The final article by Harburg and Hinck continues the theme of molecules acting as both friend and foe depending on the cellular context. Four families of guidance cues are discussed that were originally identified in the nervous system based on their ability to direct axonal migration. In this context, these secreted factors function as both attractants, capable of guiding axons toward targets, and repellents that generate exclusion zones. This functional duality has been conserved in solid tissues, such as breast, where guidance cues increase and decrease tumor cell adhesion, promote and suppress tumor cell metastasis, and stimulate and inhibit cell proliferation. These cues signal through receptors that feed into several common downstream pathways, including those mediated by PI3 kinase/Akt pathway and the Rho family of small GTPases. This regulation of central signaling pathways by axon guidance molecules, and the fact that several appear to be deregulated early in breast tumor progression, have made these molecules attractive candidates for diagnostic/prognostic markers, as well as promising therapeutic targets.

In conclusion, since Knudson’s discovery of Rb1, the field of cancer biology has made great progress in understanding the complexity of tumor suppressors.

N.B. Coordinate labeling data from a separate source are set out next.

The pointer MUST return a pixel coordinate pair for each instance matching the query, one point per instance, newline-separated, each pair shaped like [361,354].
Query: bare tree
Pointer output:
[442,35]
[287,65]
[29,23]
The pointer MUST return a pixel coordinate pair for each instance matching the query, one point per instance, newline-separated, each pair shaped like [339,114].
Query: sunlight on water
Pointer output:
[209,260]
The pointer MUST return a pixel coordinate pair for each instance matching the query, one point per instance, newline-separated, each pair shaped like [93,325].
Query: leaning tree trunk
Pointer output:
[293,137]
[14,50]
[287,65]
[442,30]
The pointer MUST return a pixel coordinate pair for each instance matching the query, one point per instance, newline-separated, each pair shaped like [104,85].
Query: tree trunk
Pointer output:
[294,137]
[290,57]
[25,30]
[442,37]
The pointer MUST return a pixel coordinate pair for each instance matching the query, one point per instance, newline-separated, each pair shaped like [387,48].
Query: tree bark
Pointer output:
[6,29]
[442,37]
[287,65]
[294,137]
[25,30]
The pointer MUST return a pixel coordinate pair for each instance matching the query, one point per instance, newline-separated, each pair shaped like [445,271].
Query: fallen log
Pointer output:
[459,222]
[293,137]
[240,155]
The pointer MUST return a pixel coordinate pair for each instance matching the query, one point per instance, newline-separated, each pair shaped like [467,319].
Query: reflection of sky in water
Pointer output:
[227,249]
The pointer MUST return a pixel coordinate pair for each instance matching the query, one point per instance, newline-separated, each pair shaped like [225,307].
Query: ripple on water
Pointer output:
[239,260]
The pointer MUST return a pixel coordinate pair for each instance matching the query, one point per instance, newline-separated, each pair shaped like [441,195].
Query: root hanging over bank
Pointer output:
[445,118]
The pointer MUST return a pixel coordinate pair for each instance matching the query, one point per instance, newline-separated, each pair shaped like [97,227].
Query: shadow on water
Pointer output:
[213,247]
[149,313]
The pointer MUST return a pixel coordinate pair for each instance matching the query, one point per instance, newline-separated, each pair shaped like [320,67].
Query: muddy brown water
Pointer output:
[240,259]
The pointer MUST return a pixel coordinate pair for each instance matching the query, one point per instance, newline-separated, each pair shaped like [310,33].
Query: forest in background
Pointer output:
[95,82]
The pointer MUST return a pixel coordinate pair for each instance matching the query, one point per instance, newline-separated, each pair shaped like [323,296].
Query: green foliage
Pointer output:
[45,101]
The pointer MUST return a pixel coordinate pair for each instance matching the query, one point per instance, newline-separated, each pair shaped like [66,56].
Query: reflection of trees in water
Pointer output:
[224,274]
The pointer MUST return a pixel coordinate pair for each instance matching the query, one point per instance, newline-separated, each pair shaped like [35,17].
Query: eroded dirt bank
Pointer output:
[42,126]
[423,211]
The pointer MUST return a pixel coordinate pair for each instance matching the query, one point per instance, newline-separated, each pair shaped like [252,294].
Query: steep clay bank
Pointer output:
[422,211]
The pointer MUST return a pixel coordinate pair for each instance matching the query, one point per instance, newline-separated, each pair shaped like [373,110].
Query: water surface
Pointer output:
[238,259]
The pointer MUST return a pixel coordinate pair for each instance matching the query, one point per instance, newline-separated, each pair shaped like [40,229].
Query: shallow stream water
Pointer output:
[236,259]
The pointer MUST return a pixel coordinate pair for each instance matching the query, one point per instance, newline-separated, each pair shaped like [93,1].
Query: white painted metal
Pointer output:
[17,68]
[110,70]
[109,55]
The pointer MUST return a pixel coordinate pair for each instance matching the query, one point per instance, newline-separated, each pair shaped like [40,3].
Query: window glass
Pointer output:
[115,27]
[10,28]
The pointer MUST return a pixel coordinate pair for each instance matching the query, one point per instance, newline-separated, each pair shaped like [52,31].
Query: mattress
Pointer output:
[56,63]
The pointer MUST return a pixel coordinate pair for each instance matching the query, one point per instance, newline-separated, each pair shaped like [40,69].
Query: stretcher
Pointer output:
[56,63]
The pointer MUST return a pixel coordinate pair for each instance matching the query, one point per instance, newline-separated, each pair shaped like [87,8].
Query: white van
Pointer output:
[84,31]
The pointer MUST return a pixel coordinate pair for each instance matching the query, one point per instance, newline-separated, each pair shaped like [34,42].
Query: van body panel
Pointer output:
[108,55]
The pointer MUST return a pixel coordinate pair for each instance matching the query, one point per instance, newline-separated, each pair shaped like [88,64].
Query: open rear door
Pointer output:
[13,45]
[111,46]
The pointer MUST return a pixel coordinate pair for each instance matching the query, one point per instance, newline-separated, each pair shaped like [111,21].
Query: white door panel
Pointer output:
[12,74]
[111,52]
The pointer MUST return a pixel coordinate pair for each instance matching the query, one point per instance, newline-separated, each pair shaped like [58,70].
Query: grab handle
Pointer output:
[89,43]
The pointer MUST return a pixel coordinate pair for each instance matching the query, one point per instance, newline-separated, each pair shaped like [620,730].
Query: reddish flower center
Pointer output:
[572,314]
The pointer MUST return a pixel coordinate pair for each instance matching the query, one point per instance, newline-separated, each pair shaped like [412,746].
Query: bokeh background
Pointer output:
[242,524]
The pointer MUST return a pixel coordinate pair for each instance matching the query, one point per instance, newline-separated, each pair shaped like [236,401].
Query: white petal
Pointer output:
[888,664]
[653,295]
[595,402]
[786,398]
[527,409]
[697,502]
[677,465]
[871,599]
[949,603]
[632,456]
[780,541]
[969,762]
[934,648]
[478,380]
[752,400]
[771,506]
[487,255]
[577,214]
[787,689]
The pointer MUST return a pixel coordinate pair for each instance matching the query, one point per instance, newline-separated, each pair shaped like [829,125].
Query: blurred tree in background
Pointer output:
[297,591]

As it turns out a half-century later, tumor suppressors do not always function as gene products that restrain tumor cell growth and motility. As described in this volume of papers, the circumstances in which tumor suppressors are deployed dictate their actions, and under some situations they promote, rather than inhibit, tumorigenesis. Although it is frustrating that researchers have been unable to simply define the actions of this class of genes, in the intervening years we have achieved a deeper understanding of their complex functions in tumors. These advances are leading to integrated, multi-pronged approaches for the treatment of breast cancer.